An analysis of incorporating an external language model into a sequence-to-sequence model

Attention-based sequence-to-sequence models for automatic speech recognition jointly train an acoustic model, language model, and alignment mechanism. Thus, the language model component is only trained on transcribed audio-text pairs. This leads to the use of shallow fusion with an external language model at inference time. Shallow fusion refers to log-linear interpolation with a separately trained language model at each step of the beam search. In this work, we investigate the behavior of shallow fusion across a range of conditions: different types of language models, different decoding units, and different tasks. On Google Voice Search, we demonstrate that the use of shallow fusion with a neural LM with wordpieces yields a 9.1% relative word error rate reduction (WERR) over our competitive attention-based sequence-to-sequence model, obviating the need for second-pass rescoring.

No Need for a Lexicon? Evaluating the Value of the Pronunciation Lexica in End-to-End Models

For decades, context-dependent phonemes have been the dominant sub-word unit for conventional acoustic modeling systems. This status quo has begun to be challenged recently by end-to-end models which seek to combine acoustic, pronunciation, and language model components into a single neural network. Such systems, which typically predict graphemes or words, simplify the recognition process since they remove the need for a separate expert-curated pronunciation lexicon to map from phoneme-based units to words. However, there has been little previous work comparing phoneme-based versus grapheme-based sub-word units in the end-to-end modeling framework, to determine whether the gains from such approaches are primarily due to the new probabilistic model, or from the joint learning of the various components with grapheme-based units. In this work, we conduct detailed experiments which are aimed at quantifying the value of phoneme-based pronunciation lexica in the context of end-to-end models. We examine phoneme-based end-to-end models, which are contrasted against grapheme-based ones on a large vocabulary English Voice-search task, where we find that graphemes do indeed outperform phonemes. We also compare grapheme and phoneme-based approaches on a multi-dialect English task, which once again confirm the superiority of graphemes, greatly simplifying the system for recognizing multiple dialects.

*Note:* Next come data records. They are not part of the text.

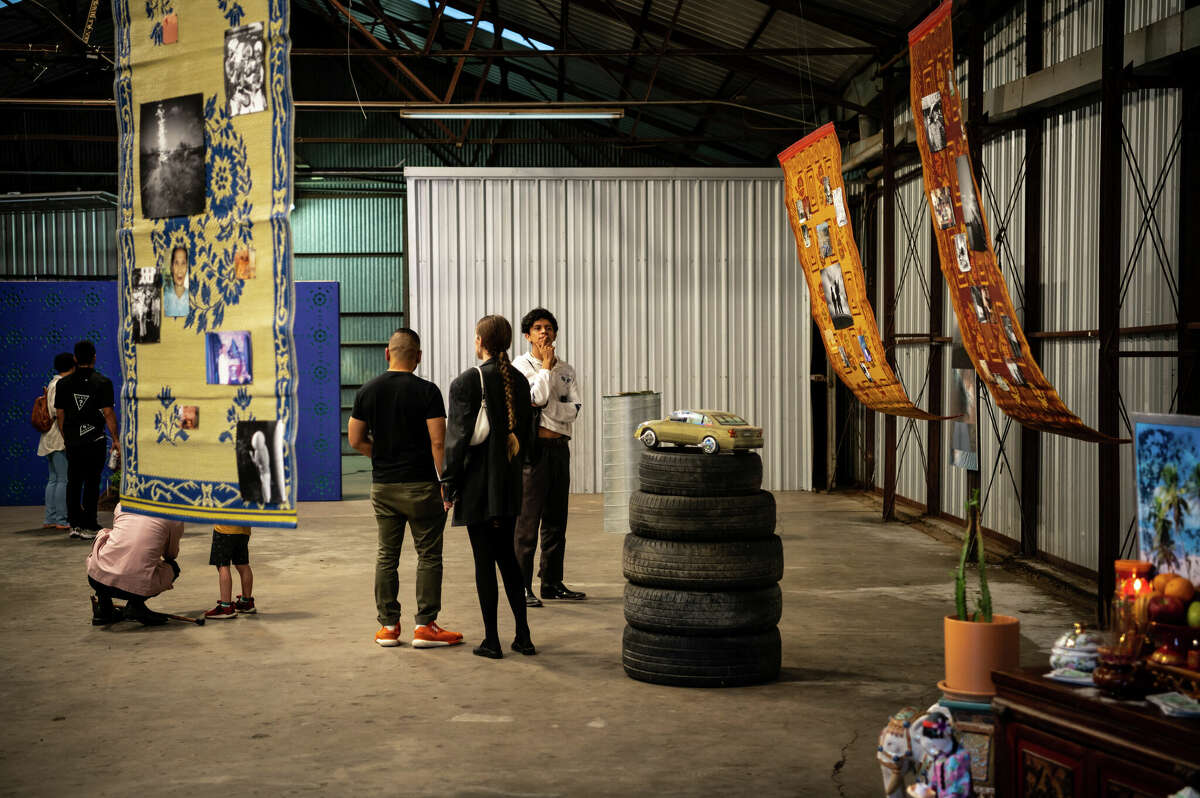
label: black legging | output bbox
[467,518,529,648]
[88,576,150,607]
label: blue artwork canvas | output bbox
[0,280,342,505]
[1129,413,1200,582]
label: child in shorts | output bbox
[204,524,258,619]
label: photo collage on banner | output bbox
[908,0,1111,440]
[113,0,298,527]
[779,125,955,420]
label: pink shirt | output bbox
[88,504,184,598]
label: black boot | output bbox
[91,595,125,626]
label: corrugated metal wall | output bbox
[860,0,1182,570]
[0,206,116,277]
[408,169,812,492]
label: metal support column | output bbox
[1021,0,1044,557]
[880,70,896,521]
[1176,55,1200,415]
[1096,0,1126,623]
[925,230,946,516]
[962,6,996,516]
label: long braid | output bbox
[475,314,521,461]
[496,352,521,460]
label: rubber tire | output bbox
[625,584,784,637]
[622,535,784,590]
[629,491,775,540]
[637,449,762,496]
[620,626,781,688]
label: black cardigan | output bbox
[442,358,533,526]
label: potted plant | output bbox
[938,491,1021,698]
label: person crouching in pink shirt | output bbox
[88,504,184,626]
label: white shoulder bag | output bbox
[470,366,492,446]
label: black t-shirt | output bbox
[54,368,113,449]
[350,371,446,482]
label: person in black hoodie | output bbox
[442,316,538,659]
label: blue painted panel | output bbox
[292,282,342,502]
[0,281,342,505]
[0,281,121,505]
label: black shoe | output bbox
[541,582,588,601]
[512,637,538,656]
[470,640,504,660]
[91,596,125,626]
[125,604,167,626]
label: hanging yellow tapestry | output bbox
[779,125,942,420]
[908,0,1111,442]
[113,0,296,527]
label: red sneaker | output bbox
[204,601,238,620]
[376,624,400,648]
[413,620,462,648]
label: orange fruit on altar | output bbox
[1151,574,1180,593]
[1163,576,1196,604]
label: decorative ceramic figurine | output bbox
[1050,623,1104,673]
[875,704,971,798]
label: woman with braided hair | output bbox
[442,316,538,659]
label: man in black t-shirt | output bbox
[54,341,121,540]
[347,328,462,648]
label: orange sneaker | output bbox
[376,624,400,648]
[413,620,462,648]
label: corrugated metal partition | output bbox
[292,192,404,452]
[407,168,812,493]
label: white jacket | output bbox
[37,374,67,457]
[512,352,583,436]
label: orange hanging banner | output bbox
[779,124,948,420]
[908,0,1112,442]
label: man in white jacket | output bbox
[512,307,587,607]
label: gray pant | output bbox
[371,482,446,626]
[514,438,571,587]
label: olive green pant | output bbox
[371,482,446,626]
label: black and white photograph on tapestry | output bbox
[954,233,971,271]
[796,197,809,224]
[956,155,988,252]
[234,421,283,505]
[833,188,850,227]
[130,268,162,343]
[821,263,854,330]
[858,335,875,362]
[971,286,991,324]
[138,94,204,218]
[224,22,266,116]
[929,186,954,230]
[1000,314,1021,360]
[817,222,833,258]
[1004,360,1025,385]
[920,91,946,152]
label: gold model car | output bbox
[634,410,762,455]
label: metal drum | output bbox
[600,391,662,533]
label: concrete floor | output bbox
[0,474,1091,798]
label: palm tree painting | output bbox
[1134,416,1200,580]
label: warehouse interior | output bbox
[0,0,1200,796]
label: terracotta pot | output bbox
[943,614,1021,697]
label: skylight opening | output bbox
[409,0,554,50]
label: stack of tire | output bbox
[622,449,784,688]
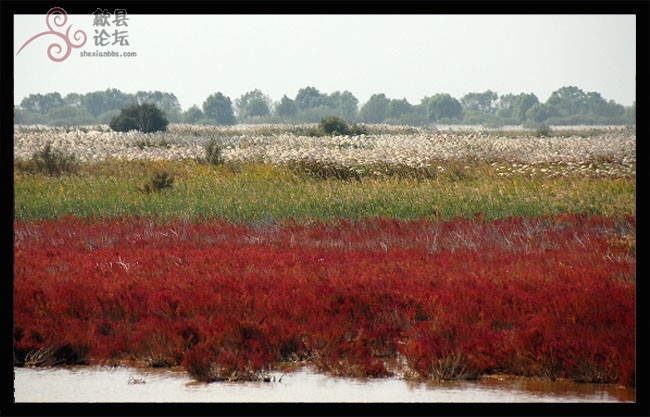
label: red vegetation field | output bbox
[14,215,636,385]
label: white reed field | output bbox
[14,124,636,176]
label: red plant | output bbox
[14,215,636,384]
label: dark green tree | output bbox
[546,86,589,117]
[526,103,558,126]
[386,98,413,119]
[203,92,235,125]
[183,105,203,124]
[425,94,463,122]
[109,103,169,133]
[235,89,271,121]
[295,87,328,111]
[274,94,298,118]
[20,92,66,114]
[358,93,390,123]
[460,90,499,114]
[327,90,359,120]
[84,88,137,117]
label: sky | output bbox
[14,13,636,110]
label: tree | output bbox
[526,103,557,126]
[295,87,327,111]
[359,93,390,123]
[203,92,235,125]
[546,86,589,117]
[327,90,359,120]
[275,94,298,118]
[183,104,203,124]
[235,89,271,121]
[425,94,463,122]
[20,92,66,114]
[63,93,84,108]
[109,103,169,133]
[83,88,137,117]
[386,98,413,119]
[587,91,625,118]
[460,90,499,113]
[512,93,539,123]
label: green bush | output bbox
[140,170,174,193]
[319,116,368,136]
[205,139,224,165]
[320,116,350,136]
[109,103,169,133]
[21,143,79,176]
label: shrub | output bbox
[25,143,78,175]
[320,116,350,136]
[109,103,169,133]
[140,170,174,193]
[205,139,224,165]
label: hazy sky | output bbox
[14,13,636,110]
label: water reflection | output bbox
[14,367,635,403]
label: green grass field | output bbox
[14,160,636,223]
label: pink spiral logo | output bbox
[16,7,87,62]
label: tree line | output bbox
[14,86,636,128]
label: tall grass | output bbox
[14,161,636,222]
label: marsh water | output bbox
[14,367,635,403]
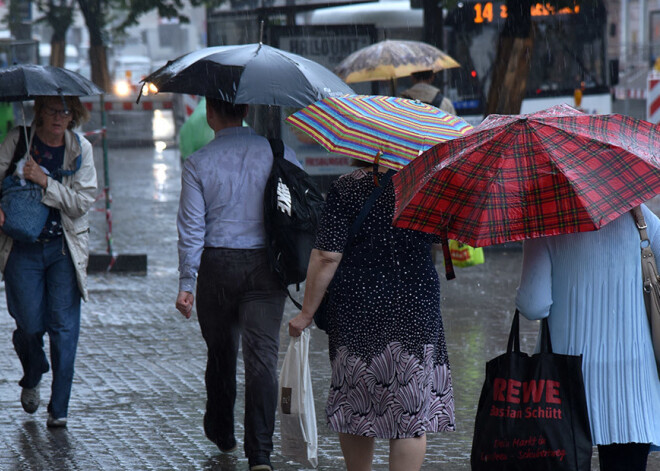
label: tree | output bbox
[78,0,220,90]
[36,0,75,67]
[485,0,596,115]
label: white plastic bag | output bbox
[277,329,318,468]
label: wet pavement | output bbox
[0,146,660,471]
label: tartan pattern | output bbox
[286,95,472,170]
[392,105,660,247]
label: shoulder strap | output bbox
[346,170,394,249]
[3,126,30,178]
[630,206,649,241]
[268,138,284,159]
[57,132,82,176]
[286,169,395,309]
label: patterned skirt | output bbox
[326,342,455,439]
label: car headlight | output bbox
[115,80,131,97]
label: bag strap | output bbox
[53,132,82,177]
[630,206,660,332]
[345,170,395,252]
[506,309,552,353]
[3,126,30,178]
[286,170,395,309]
[268,137,284,159]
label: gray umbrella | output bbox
[0,64,104,101]
[138,43,355,108]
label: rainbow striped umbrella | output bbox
[286,95,472,170]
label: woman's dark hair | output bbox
[206,97,247,119]
[351,159,374,168]
[34,96,89,129]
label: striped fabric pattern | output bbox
[286,95,472,170]
[392,105,660,247]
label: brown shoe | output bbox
[21,385,41,414]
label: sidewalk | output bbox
[0,148,660,471]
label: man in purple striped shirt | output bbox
[176,97,300,471]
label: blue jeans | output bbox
[197,248,286,465]
[4,237,81,419]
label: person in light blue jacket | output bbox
[516,205,660,471]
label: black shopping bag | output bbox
[470,310,592,471]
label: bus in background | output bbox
[297,0,612,124]
[444,1,612,122]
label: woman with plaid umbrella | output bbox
[516,209,660,471]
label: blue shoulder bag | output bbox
[0,128,82,242]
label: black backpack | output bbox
[264,139,323,304]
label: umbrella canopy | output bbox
[0,64,105,101]
[286,95,472,169]
[335,39,460,83]
[393,105,660,247]
[138,44,355,108]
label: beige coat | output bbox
[0,125,97,301]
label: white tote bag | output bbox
[277,329,318,468]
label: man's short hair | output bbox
[412,70,433,80]
[206,97,247,119]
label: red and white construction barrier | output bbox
[614,87,646,100]
[646,72,660,123]
[83,97,173,112]
[183,95,199,118]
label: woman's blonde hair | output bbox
[34,96,89,129]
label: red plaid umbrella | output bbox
[393,105,660,247]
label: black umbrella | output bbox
[138,43,355,108]
[0,64,104,101]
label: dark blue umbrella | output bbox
[138,43,355,108]
[0,64,105,101]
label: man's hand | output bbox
[176,291,195,319]
[289,312,314,337]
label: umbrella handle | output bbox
[374,150,383,186]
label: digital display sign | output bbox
[473,2,580,24]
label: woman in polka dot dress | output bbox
[289,163,454,471]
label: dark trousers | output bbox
[598,443,651,471]
[197,248,285,461]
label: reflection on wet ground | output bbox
[0,148,660,471]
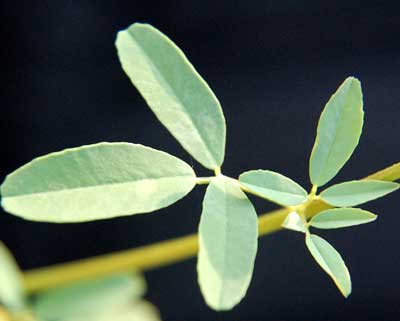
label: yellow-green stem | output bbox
[24,163,400,293]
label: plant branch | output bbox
[23,163,400,293]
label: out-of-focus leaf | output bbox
[33,274,146,321]
[310,208,377,229]
[0,242,25,310]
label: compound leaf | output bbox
[0,242,25,310]
[197,176,258,310]
[116,23,226,169]
[239,170,307,206]
[310,208,377,229]
[320,180,400,206]
[33,274,146,320]
[1,143,195,222]
[306,233,351,298]
[310,77,364,186]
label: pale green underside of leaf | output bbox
[306,234,351,298]
[0,242,25,310]
[197,177,258,310]
[63,300,161,321]
[320,180,400,206]
[33,274,146,321]
[310,208,377,229]
[239,169,307,206]
[116,23,226,169]
[310,77,364,186]
[1,143,195,223]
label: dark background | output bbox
[0,0,400,321]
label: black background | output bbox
[0,0,400,321]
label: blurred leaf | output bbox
[306,234,351,298]
[320,180,400,206]
[197,176,258,310]
[32,274,146,321]
[239,170,307,206]
[310,208,377,229]
[116,23,226,169]
[310,77,364,186]
[1,143,195,222]
[282,212,307,233]
[0,242,25,310]
[95,300,161,321]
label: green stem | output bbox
[24,163,400,293]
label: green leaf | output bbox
[0,242,25,310]
[197,176,258,310]
[116,23,226,169]
[306,234,351,298]
[320,180,400,206]
[282,211,307,233]
[1,143,195,222]
[310,208,377,229]
[32,274,146,320]
[93,300,161,321]
[310,77,364,186]
[239,169,307,206]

Minimum Word Error Rate Training for Attention-based Sequence-to-Sequence Models

Sequence-to-sequence models, such as attention-based models in automatic speech recognition (ASR), are typically trained to optimize the cross-entropy criterion which corresponds to improving the log-likelihood of the data. However, system performance is usually measured in terms of word error rate (WER), not log-likelihood. Traditional ASR systems benefit from discriminative sequence training which optimizes criteria such as the state-level minimum Bayes risk (sMBR) which are more closely related to WER. In the present work, we explore techniques to train attention-based models to directly minimize expected word error rate. We consider two loss functions which approximate the expected number of word errors: either by sampling from the model, or by using N-best lists of decoded hypotheses, which we find to be more effective than the sampling-based method. In experimental evaluations, we find that the proposed training procedure improves performance by up to 8.2% relative to the baseline system. This allows us to train grapheme-based, uni-directional attention-based models which match the performance of a traditional, state-of-the-art, discriminative sequence-trained system on a mobile voice-search task.